# Thread: [SOLVED] Applications of Differentiation Question

1. ## [SOLVED] Applications of Differentiation Question

Question:

The diagram shows an open container constructed out of 200 cm² of cardboard. The two vertical and pieces are isosceles triangle of length y cm and width 5x cm, as shown. The open top is a horizontal rectangle.

(i) Show that the volume, V cm³, of the container is given by

$\displaystyle V = 240x - 28.8^3$

Given that x can vary,
(ii) find the value of x for which V has a stationary value,
(iii) determine whether it is a maximum or a minimum stationary value.

I don't know how to solve the first question(i) ?

2. Hello,

The volume of such a shape is $\displaystyle \text{Area of the base}\times \text{height}$

Here, the base is the isoscele triangle.

You'll have an expression including x and y.

How to get rid of y ?

You know that the total area is 200 cm². Thus, calculate the total area of the shape (it's basic polygons, so you just have to separate the diagram into several parts)

3. Originally Posted by Moo
Hello,

The volume of such a shape is $\displaystyle \text{Area of the base}\times \text{height}$

Here, the base is the isoscele triangle.

You'll have an expression including x and y.

How to get rid of y ?

You know that the total area is 200 cm². Thus, calculate the total area of the shape (it's basic polygons, so you just have to separate the diagram into several parts)
$\displaystyle V = 12x^2 \left(\frac{200x - 24x^3}{10x}\right)$

I can solve it although it seems simple!

4. I solve it!

$\displaystyle V = 12x^2\left(\frac{200 - 24x^2}{10x}\right)$

$\displaystyle V = 12x^2\left(\frac{200}{10} -\frac{24x^2 \times x^{-1}}{10}\right)$

$\displaystyle V = 12x^2(20 - 2.4x)$

$\displaystyle V = 240x^2 - 28.8x^3$

, Now I'll try solving the second question!
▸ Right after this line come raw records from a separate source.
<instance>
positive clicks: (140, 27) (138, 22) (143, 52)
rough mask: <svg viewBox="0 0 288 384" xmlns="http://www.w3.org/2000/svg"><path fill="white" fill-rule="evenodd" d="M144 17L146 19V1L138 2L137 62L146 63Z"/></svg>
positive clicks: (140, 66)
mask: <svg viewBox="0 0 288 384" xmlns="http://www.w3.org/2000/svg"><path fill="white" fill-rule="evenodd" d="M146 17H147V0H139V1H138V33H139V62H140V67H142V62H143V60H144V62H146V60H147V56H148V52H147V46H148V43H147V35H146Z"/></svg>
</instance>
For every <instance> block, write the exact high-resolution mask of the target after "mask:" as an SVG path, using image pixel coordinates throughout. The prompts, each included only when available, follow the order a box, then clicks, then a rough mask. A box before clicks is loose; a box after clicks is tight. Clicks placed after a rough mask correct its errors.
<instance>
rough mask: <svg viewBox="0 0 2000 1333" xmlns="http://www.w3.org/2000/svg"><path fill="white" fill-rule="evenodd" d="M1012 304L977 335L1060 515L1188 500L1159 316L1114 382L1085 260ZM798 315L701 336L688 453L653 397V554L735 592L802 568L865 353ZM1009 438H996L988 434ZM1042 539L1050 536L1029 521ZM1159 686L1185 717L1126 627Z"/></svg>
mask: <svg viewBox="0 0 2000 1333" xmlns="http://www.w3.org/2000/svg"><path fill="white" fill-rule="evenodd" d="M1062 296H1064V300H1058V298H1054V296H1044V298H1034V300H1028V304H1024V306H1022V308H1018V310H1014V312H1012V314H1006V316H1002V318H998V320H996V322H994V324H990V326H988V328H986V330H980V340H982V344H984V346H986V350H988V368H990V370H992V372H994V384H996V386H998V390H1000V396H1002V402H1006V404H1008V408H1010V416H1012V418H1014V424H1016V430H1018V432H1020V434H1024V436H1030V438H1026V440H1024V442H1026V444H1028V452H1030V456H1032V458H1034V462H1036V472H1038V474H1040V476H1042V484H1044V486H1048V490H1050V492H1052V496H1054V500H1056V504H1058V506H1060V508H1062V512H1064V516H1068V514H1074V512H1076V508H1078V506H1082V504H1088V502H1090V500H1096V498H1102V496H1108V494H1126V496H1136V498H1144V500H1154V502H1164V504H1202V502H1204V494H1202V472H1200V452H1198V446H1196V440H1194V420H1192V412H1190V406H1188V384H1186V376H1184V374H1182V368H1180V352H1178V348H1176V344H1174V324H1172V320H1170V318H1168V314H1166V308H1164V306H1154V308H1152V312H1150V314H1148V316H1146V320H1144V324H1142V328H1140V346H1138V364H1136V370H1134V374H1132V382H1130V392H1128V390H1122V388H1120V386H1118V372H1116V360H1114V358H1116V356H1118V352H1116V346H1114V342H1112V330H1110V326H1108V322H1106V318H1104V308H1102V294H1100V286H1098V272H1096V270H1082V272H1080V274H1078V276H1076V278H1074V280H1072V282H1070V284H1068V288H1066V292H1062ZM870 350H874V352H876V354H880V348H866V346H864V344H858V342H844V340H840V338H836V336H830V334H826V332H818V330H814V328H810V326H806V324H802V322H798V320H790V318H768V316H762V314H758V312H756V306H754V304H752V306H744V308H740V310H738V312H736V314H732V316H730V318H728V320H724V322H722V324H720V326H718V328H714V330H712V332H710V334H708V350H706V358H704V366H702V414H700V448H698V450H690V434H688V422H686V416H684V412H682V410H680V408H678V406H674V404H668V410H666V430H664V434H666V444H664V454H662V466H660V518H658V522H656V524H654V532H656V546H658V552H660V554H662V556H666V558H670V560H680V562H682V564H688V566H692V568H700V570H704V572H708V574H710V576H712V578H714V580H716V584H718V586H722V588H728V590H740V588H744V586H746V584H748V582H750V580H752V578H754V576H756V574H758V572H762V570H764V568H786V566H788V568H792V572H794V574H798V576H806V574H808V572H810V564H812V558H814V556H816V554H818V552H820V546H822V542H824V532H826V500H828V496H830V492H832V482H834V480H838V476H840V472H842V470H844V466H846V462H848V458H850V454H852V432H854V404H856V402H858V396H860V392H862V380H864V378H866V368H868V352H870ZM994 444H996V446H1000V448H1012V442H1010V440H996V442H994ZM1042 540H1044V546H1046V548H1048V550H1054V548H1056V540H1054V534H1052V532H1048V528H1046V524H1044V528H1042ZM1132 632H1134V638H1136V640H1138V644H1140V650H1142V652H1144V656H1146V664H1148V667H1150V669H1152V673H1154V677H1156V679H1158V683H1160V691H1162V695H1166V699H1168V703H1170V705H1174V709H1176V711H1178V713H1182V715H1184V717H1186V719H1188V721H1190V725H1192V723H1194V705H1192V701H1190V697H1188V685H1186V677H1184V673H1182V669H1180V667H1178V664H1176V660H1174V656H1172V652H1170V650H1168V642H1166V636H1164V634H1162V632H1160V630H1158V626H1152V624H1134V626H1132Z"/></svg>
5. Originally Posted by looi76
$\displaystyle V = 12x^2 \left(\frac{200x - 24x^3}{10x}\right)$

I can solve it although it seems simple!

Well, strange thing...

Let's calculate the total area
The area of the two triangles is $\displaystyle 2 \cdot \frac{3x \cdot 8x}{2}=24x^2$

(You got it since your first factor in V is correct )

The area of the rectangle at the top is 8xy.

The area of each side rectangle is 5xy. So the sum of the areas of the two side rectangles is 10xy.

Thus, we have the equation :

$\displaystyle 200=\underbrace{24x^2}_{\text{triangles}}+\underbr ace{8xy}_{\text{top rectangle}}+\underbrace{10xy}_{\text{side rectangles}}$

$\displaystyle 200=24x^2+18xy$

Isolate y

Edit : great ! ^^